Watch the introductory Cited-by animation in your language:
Cited-by begins with references deposited as part of the metadata records for your content. Learn more about depositing references.
A member registers content for a work, the citing paper. This metadata deposit includes the reference list. Crossref automatically checks these references for matches to other registered content. If this is successful, a relationship between the two works is created. Crossref logs these relationships and updates the citation counts for each work. You can retrieve citation counts through our public APIs.
Members can use the Cited-by service to retrieve the full list of citing works, along with all the bibliographic details needed to display them on their website.
Note that citations from Crossref may differ from those provided by other services because we only look for links between Crossref-registered works and don’t share the same method to find matches.
Obligations and fees for Cited-by
Participation in Cited-by is optional, but encouraged.
There is no charge for Cited-by.
Depositing references is not a requirement, but strongly encouraged if you are using Cited-by.
Best practice for Cited-by
Because citations can happen at any time, Cited-by links must be kept up-to-date.
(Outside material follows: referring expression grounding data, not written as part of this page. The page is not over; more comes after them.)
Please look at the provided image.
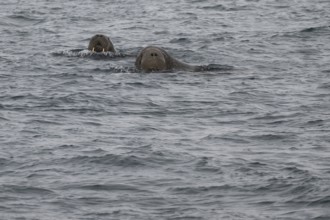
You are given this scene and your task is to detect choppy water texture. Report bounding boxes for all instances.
[1,0,330,219]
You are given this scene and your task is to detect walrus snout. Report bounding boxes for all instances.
[88,34,116,53]
[93,41,106,52]
[140,48,167,72]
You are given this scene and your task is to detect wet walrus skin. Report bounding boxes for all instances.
[135,46,203,72]
[88,34,116,53]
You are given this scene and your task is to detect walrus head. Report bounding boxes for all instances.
[88,34,116,53]
[135,46,168,72]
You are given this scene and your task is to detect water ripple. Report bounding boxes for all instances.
[1,0,330,219]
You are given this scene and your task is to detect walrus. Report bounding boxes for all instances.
[88,34,116,53]
[135,46,204,72]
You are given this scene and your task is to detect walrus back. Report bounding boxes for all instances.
[167,55,201,72]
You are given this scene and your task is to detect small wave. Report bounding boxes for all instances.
[2,185,55,196]
[275,26,330,39]
[7,14,44,22]
[300,26,330,33]
[282,166,314,176]
[194,157,222,173]
[200,4,249,11]
[201,134,250,144]
[66,183,146,192]
[0,116,9,121]
[249,133,295,141]
[308,195,330,206]
[0,158,11,166]
[9,95,33,101]
[200,4,227,11]
[318,82,330,89]
[321,69,330,73]
[305,119,325,126]
[169,185,236,195]
[60,154,147,168]
[107,66,136,73]
[252,112,304,122]
[169,38,192,44]
[87,66,135,73]
[311,215,330,220]
[199,64,234,72]
[25,119,62,126]
[57,144,82,149]
[291,25,330,44]
[154,30,170,35]
[52,49,127,59]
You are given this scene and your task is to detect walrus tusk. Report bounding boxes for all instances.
[88,34,116,53]
[102,48,105,52]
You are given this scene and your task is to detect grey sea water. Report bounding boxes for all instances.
[1,0,330,219]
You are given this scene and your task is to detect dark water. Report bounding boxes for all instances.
[1,0,330,219]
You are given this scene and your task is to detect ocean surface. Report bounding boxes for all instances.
[1,0,330,219]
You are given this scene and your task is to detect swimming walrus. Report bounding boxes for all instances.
[135,46,204,72]
[88,34,116,53]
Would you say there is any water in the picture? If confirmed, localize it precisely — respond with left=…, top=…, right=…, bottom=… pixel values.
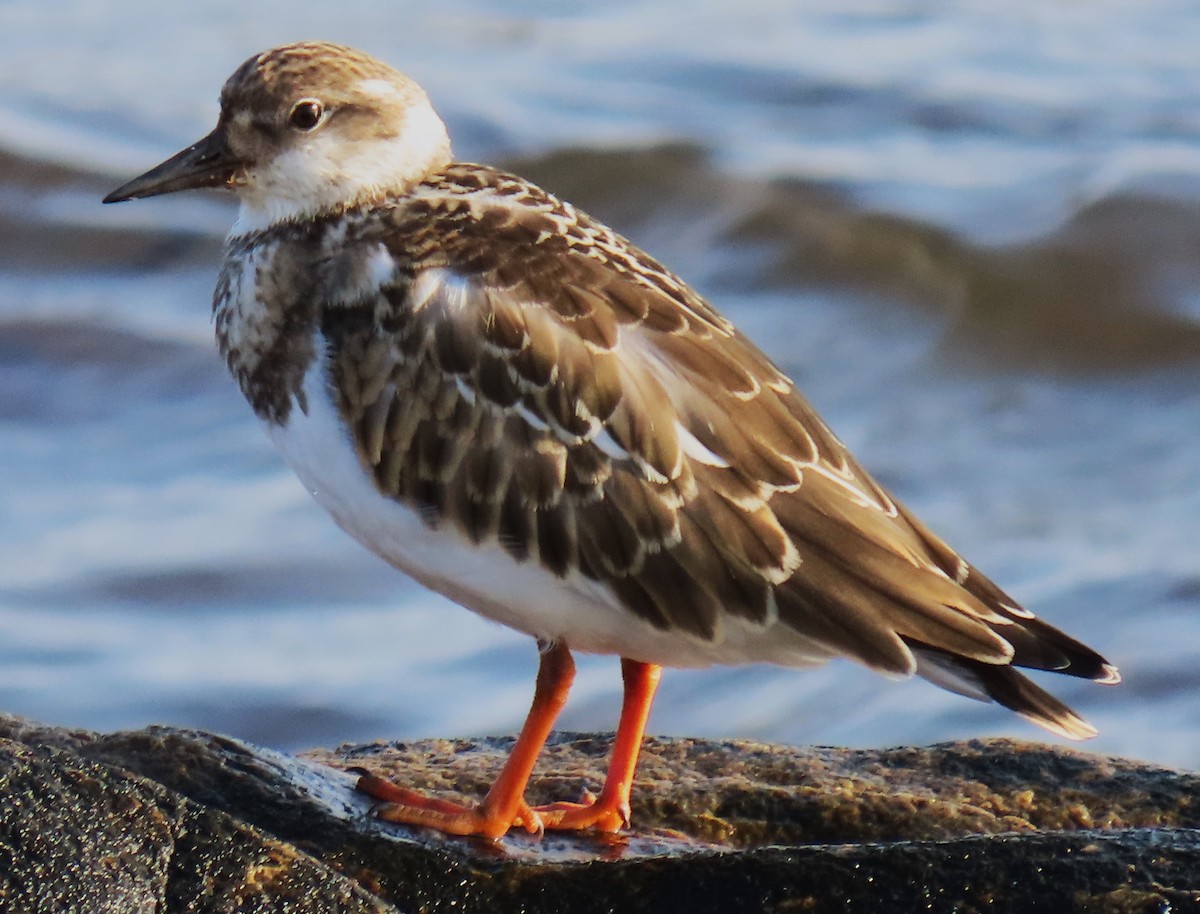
left=1, top=1, right=1198, bottom=769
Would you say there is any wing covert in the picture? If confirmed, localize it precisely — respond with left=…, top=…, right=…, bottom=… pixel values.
left=319, top=165, right=1093, bottom=685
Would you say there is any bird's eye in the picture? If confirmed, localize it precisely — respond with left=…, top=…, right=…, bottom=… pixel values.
left=288, top=99, right=325, bottom=131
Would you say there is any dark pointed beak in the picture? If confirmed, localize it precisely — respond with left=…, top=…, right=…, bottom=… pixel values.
left=103, top=128, right=242, bottom=203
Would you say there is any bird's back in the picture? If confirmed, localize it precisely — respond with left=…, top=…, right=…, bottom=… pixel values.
left=213, top=161, right=1116, bottom=739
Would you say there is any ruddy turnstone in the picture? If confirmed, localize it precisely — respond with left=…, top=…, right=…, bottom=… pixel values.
left=104, top=42, right=1119, bottom=839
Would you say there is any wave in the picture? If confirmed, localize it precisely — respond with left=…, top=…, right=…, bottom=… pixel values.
left=5, top=142, right=1200, bottom=373
left=515, top=145, right=1200, bottom=374
left=0, top=147, right=226, bottom=273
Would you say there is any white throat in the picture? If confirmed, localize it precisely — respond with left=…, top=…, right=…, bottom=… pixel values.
left=231, top=92, right=451, bottom=236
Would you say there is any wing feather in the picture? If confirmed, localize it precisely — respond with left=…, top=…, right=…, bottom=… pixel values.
left=315, top=164, right=1115, bottom=738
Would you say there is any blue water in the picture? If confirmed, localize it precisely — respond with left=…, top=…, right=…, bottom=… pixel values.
left=1, top=1, right=1198, bottom=768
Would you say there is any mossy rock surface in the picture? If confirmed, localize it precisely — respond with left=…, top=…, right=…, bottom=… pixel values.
left=1, top=713, right=1197, bottom=913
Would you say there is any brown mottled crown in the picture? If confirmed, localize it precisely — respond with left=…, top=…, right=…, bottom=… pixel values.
left=207, top=42, right=452, bottom=224
left=222, top=42, right=407, bottom=109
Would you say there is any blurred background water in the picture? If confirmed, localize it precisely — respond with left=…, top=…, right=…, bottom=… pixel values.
left=1, top=1, right=1198, bottom=769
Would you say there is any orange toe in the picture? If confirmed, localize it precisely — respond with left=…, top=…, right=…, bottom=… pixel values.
left=356, top=773, right=541, bottom=838
left=532, top=790, right=631, bottom=833
left=353, top=648, right=658, bottom=840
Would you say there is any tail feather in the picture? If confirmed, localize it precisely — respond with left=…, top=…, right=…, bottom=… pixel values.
left=889, top=497, right=1120, bottom=733
left=891, top=498, right=1118, bottom=684
left=764, top=461, right=1118, bottom=737
left=998, top=614, right=1121, bottom=683
left=913, top=646, right=1103, bottom=740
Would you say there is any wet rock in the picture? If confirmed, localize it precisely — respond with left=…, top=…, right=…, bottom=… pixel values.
left=1, top=713, right=1197, bottom=913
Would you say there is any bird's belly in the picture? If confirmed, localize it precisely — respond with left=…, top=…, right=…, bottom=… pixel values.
left=262, top=360, right=669, bottom=663
left=262, top=357, right=830, bottom=670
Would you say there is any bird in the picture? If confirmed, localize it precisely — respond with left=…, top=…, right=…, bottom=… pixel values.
left=104, top=41, right=1120, bottom=840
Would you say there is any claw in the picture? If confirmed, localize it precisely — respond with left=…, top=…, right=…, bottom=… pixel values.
left=512, top=801, right=546, bottom=836
left=528, top=791, right=630, bottom=833
left=617, top=799, right=632, bottom=830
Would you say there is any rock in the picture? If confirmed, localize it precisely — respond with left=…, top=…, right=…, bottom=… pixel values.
left=1, top=712, right=1197, bottom=913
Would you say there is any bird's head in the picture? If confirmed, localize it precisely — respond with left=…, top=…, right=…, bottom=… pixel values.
left=103, top=42, right=452, bottom=232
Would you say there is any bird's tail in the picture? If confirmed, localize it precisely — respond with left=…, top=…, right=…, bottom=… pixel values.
left=913, top=644, right=1120, bottom=740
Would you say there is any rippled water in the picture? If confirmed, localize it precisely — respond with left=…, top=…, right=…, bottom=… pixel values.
left=1, top=2, right=1198, bottom=768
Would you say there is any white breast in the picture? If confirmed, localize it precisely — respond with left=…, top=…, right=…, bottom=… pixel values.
left=264, top=340, right=832, bottom=670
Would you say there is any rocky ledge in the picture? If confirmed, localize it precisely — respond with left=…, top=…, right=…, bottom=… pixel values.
left=1, top=713, right=1197, bottom=913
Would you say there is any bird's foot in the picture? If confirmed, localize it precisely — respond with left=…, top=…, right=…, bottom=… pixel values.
left=355, top=772, right=543, bottom=839
left=530, top=789, right=630, bottom=833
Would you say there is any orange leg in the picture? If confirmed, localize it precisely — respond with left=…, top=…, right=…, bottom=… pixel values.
left=533, top=657, right=662, bottom=832
left=356, top=640, right=576, bottom=839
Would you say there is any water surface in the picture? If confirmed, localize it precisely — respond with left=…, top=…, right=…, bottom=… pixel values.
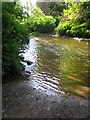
left=22, top=36, right=89, bottom=99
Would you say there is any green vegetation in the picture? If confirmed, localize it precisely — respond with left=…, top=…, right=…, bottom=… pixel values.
left=55, top=2, right=90, bottom=38
left=28, top=7, right=56, bottom=33
left=56, top=21, right=90, bottom=38
left=30, top=2, right=90, bottom=38
left=2, top=2, right=90, bottom=78
left=36, top=2, right=66, bottom=27
left=36, top=2, right=66, bottom=16
left=2, top=2, right=30, bottom=78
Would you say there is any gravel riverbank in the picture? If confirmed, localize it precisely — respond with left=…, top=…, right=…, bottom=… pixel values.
left=2, top=76, right=89, bottom=118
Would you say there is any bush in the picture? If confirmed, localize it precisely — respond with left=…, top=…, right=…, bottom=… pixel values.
left=54, top=16, right=61, bottom=27
left=70, top=23, right=90, bottom=38
left=29, top=16, right=56, bottom=33
left=37, top=16, right=56, bottom=33
left=55, top=3, right=90, bottom=38
left=55, top=21, right=72, bottom=36
left=29, top=8, right=56, bottom=33
left=56, top=21, right=90, bottom=38
left=2, top=3, right=30, bottom=78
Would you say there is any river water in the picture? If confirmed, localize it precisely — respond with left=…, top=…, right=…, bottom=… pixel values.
left=22, top=36, right=89, bottom=99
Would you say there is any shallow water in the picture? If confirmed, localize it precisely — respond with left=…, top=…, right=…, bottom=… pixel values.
left=22, top=36, right=89, bottom=99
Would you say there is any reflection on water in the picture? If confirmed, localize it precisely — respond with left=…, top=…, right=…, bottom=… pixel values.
left=22, top=36, right=89, bottom=98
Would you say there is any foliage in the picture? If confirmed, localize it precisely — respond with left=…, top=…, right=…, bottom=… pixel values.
left=29, top=7, right=56, bottom=33
left=55, top=21, right=72, bottom=35
left=36, top=2, right=66, bottom=16
left=32, top=7, right=45, bottom=18
left=36, top=2, right=66, bottom=27
left=54, top=16, right=61, bottom=27
left=2, top=2, right=30, bottom=77
left=55, top=2, right=90, bottom=38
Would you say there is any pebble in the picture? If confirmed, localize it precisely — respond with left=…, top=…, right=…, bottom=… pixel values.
left=24, top=81, right=27, bottom=83
left=6, top=98, right=8, bottom=101
left=36, top=97, right=38, bottom=100
left=33, top=88, right=36, bottom=90
left=47, top=107, right=50, bottom=111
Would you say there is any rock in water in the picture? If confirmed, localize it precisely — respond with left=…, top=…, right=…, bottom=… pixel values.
left=23, top=65, right=25, bottom=71
left=22, top=71, right=31, bottom=76
left=23, top=60, right=33, bottom=65
left=27, top=61, right=33, bottom=65
left=25, top=71, right=31, bottom=74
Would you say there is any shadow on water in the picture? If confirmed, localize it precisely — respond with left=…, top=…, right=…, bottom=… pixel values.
left=22, top=36, right=89, bottom=99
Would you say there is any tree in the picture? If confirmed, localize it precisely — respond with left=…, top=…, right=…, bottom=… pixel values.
left=36, top=2, right=66, bottom=16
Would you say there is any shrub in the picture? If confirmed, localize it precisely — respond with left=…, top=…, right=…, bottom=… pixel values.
left=2, top=3, right=30, bottom=78
left=37, top=16, right=56, bottom=33
left=55, top=21, right=72, bottom=36
left=29, top=8, right=56, bottom=33
left=56, top=21, right=90, bottom=38
left=29, top=16, right=56, bottom=33
left=70, top=23, right=90, bottom=38
left=55, top=3, right=90, bottom=38
left=54, top=16, right=61, bottom=27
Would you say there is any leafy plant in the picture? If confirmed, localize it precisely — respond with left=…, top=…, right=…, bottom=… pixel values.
left=55, top=2, right=90, bottom=38
left=2, top=2, right=30, bottom=78
left=29, top=7, right=56, bottom=33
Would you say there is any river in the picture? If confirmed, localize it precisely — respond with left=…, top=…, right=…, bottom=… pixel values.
left=22, top=36, right=89, bottom=99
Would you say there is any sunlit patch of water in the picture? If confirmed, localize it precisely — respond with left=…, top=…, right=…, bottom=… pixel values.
left=22, top=36, right=89, bottom=99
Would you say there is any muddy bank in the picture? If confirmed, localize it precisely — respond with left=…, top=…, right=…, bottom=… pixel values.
left=2, top=77, right=89, bottom=118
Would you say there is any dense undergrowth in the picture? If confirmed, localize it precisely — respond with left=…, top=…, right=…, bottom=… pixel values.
left=2, top=2, right=90, bottom=78
left=55, top=3, right=90, bottom=38
left=56, top=21, right=90, bottom=38
left=29, top=2, right=90, bottom=38
left=28, top=8, right=56, bottom=33
left=2, top=2, right=30, bottom=78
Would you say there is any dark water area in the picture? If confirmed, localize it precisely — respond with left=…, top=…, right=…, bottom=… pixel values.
left=22, top=36, right=89, bottom=99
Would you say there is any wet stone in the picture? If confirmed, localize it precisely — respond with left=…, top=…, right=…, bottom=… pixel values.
left=33, top=88, right=36, bottom=90
left=24, top=81, right=27, bottom=83
left=47, top=107, right=50, bottom=111
left=36, top=97, right=38, bottom=100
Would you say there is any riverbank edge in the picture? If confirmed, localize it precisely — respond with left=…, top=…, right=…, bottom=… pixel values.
left=30, top=32, right=90, bottom=42
left=2, top=76, right=89, bottom=118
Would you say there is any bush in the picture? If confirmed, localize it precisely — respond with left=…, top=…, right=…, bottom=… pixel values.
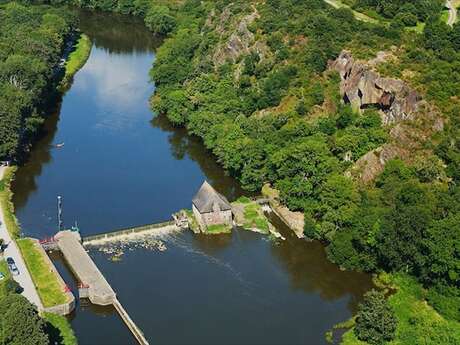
left=144, top=5, right=176, bottom=35
left=354, top=290, right=397, bottom=345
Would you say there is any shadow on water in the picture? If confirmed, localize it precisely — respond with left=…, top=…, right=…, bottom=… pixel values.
left=151, top=114, right=250, bottom=201
left=12, top=100, right=62, bottom=213
left=267, top=213, right=373, bottom=313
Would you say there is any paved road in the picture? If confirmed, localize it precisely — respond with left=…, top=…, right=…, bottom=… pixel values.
left=0, top=167, right=43, bottom=310
left=447, top=0, right=458, bottom=26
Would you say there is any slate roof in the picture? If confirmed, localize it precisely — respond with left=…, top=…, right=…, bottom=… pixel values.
left=192, top=181, right=231, bottom=213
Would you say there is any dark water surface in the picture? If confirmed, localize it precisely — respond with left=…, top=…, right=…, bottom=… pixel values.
left=12, top=10, right=373, bottom=345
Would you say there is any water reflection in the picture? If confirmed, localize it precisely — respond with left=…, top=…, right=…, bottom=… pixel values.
left=12, top=102, right=61, bottom=212
left=78, top=9, right=161, bottom=54
left=268, top=214, right=373, bottom=311
left=77, top=49, right=154, bottom=126
left=151, top=114, right=248, bottom=201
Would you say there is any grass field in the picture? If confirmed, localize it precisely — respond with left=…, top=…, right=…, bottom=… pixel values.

Members should either check regularly for new citations or (if performing XML queries) set the alert attribute to true. This means the search will be saved in the system and you’ll get an alert when there is a new match.
Depositing your own references is strongly encouraged if you use Cited-by. If you don’t, the citations you retrieve will not include those from your own works. This is likely to lead to under-reporting of citations counts by at least 20% and you are missing the opportunity to point readers to other similar works on your platform.
Also in the metadata is the number of citations a work has received, under the tag "is-referenced-by-count".
To retrieve the full list of citations you need be a member using Cited-by. While anyone can use an API query to see the number of citations a work has received, members can retrieve a full list of citing DOIs and callback notifications informing them when one of their works has been cited. Details of the citing works can be displayed on your website alongside the article.